Discourse on the Method/Translator's Preface
TRANSLATOR'S PREFACE.
With respect to the Tract, of which a translation is here presented, it may be proper to state, that what refers strictly to its matter has been reserved for the Introduction.
It may be necessary, however, here to mention, that the Discourse on Method is possessed of a twofold value and interest; firstly, on account of the doctrines which, viewed in itself, the Tract contains; and, secondly, from its being the general introduction to the works of Descartes, which, as is well known, were the means of eliciting the intense philosophical activity of the last two centuries, of determining the current of this activity, and of raising those problems with which philosophical schools continue at this hour to grapple.—The Translator would consider that an important end had been promoted were the present translation of the Method to aid in fixing the attention of those interested in philosophical pursuits on the other works of its great Author.

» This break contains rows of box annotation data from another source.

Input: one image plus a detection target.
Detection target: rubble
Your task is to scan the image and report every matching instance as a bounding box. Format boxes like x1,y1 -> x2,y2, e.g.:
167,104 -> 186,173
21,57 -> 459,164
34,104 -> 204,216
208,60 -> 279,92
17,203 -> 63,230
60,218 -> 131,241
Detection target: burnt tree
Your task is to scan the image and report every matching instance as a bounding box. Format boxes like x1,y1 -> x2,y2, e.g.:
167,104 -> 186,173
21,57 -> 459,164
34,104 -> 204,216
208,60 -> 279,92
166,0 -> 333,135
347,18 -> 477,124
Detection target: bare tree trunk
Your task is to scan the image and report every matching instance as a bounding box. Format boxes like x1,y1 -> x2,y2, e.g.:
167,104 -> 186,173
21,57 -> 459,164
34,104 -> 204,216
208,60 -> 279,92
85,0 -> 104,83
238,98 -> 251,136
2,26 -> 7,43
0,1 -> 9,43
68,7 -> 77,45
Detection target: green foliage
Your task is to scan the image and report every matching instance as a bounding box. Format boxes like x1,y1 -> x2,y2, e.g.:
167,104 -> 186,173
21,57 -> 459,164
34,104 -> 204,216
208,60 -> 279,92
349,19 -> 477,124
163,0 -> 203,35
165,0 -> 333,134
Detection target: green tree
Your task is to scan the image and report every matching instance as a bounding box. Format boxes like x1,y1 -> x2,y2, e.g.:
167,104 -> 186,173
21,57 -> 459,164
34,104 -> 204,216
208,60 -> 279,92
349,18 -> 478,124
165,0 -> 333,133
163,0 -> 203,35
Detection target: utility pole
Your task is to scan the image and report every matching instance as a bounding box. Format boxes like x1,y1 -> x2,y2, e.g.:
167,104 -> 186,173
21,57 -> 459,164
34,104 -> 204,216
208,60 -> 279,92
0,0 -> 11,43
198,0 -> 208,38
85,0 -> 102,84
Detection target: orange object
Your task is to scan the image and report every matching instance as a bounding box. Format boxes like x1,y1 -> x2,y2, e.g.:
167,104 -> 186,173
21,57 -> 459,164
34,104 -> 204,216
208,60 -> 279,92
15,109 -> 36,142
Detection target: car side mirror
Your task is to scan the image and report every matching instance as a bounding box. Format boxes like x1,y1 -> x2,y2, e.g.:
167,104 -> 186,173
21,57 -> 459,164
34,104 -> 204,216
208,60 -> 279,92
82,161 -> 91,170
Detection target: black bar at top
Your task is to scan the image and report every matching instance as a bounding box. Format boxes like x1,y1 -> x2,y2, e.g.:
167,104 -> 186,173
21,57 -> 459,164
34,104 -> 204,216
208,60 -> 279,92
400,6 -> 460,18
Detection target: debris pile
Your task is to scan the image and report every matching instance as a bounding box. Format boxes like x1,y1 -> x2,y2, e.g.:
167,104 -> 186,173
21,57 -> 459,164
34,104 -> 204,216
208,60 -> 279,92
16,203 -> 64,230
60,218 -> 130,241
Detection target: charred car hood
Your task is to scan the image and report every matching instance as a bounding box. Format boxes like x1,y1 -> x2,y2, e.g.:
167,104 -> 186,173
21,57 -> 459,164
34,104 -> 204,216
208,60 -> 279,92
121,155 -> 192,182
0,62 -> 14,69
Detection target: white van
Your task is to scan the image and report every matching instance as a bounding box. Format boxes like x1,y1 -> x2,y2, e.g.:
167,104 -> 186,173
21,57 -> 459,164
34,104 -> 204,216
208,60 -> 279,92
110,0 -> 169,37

It is hoped, moreover, that the Method may prove a somewhat suitable accompaniment to the Logic of the Port-Royal. These treatises possess each, indeed, a separate utility: and, though the end sought by each is different, the realization of the ends of both is necessary to perfect knowledge. For while the practical end of Logic is the right ordering of the matter of thought, the end of the Discourse on Method is mainly to manifest the reality, and determine the sphere of knowledge and the latter process does not yield in importance or necessity to the former.
With reference to the translation, it is proper to state that, though the French work has been taken as the basis, the Translator has not considered himself bound to adhere, in every instance, to its text. The first, or French edition has, indeed, been carefully compared throughout with the Latin; and, as this edition is declared by Descartes to have been revised by himself, and to contain amendments on the original from his own hand, the preference has been accorded to it in all cases in which it has appeared to the Translator that the meaning is more perfectly given.[1]
The Translator is not aware of the existence of any previous English version of the Method.
The Translator willingly takes this opportunity of acknowledging his great obligations to Professor McDougall. To his minute revision of the translation numerous improvements are due.
Edinburgh, October 1850.
- ↑ Compare, e.g., Rule III., Method, Part II., in the French and Latin.